Berdasarkan teori diatas bahwa faktor pendukung implementasi kebijakan

harus didukung dan diterima oleh masyrakat, apabila anggota masyrakat

mengikuti dan mentaati sebuah kebijakan maka sebuah implementasi berjalan

sesuai dengan tujuan yang telah ditetapkan tanpa ada hambatan-hambatan yang

mengakibatkan sebuah kebijakan tidak berjalan sesuai dengan tujuan yang

telah ditetapkan sebelumnya.

b. Faktor Penghambat Implementasi Kebijakan

Menurut sugono dalam buku hukum dan lebijakan publik, implementasi

kebijakan mempunyai beberapa faktor penghambat, yaitu:

a. Isi kebijakan

1. Implementasi kebijakan gagal karena masih samarnya isi

kebijakan , maksudnya apa yang menjadi tujuan tidak cukup

terperinci, sarana-sarana dan penerapan prioritas, atau program-

program kebijakan terlalu umum atau sama sekali tidak ada.

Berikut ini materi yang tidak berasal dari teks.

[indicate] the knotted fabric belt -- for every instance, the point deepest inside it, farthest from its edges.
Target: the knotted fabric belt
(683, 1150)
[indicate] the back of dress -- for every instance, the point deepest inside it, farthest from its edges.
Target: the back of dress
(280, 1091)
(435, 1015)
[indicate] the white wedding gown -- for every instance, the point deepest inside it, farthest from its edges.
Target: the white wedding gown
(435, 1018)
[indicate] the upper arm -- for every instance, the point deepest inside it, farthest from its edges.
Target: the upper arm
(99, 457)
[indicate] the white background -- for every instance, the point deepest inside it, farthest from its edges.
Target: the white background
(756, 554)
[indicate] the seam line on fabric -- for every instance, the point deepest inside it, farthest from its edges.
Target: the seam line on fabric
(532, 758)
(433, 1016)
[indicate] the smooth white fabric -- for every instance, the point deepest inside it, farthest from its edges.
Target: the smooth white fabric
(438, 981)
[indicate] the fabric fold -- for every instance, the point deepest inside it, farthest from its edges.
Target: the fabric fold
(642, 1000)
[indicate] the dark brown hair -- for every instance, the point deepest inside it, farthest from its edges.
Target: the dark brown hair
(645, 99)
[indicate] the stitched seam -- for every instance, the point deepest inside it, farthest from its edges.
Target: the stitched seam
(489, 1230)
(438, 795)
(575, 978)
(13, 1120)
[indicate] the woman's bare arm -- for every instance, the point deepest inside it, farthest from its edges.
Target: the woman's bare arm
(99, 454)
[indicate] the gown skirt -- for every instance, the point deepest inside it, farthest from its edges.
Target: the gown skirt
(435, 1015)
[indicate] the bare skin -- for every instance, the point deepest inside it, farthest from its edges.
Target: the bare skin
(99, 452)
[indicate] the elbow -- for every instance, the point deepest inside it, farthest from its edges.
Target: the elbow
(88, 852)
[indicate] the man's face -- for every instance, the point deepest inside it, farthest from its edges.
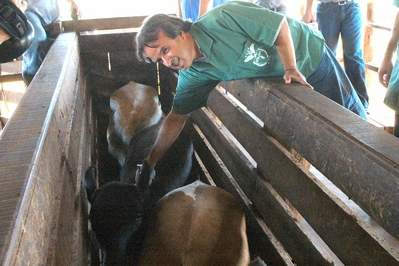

2. Karena kurangnya ketetapan intern maupun ekstren dari kebijakan

yang akan dilaksanakan.

3. Kebijakan yang akan diimplementasikan dapat juga menunnjukan

adanya kekurangan-kekurangan yang sangat berarti

4. Penyebab lain dari timbulnya kegagalan implementasi suatu

kebijakan public dapat terjadi karena kekurangan-kekurangan yang

menyangkut sumber daya-sumber daya pembantu, misalnya yang

menyangkut waktu, biaya/dana dan tenaga manusia.

b. Informasi

Implementasi kebijakan public mengasumsikan bahwa apa peran yang

terlibat langsung mempunyai informasi yang perlu atau sangat berkaitan

untuk dapat memainkan peranya dengan baik.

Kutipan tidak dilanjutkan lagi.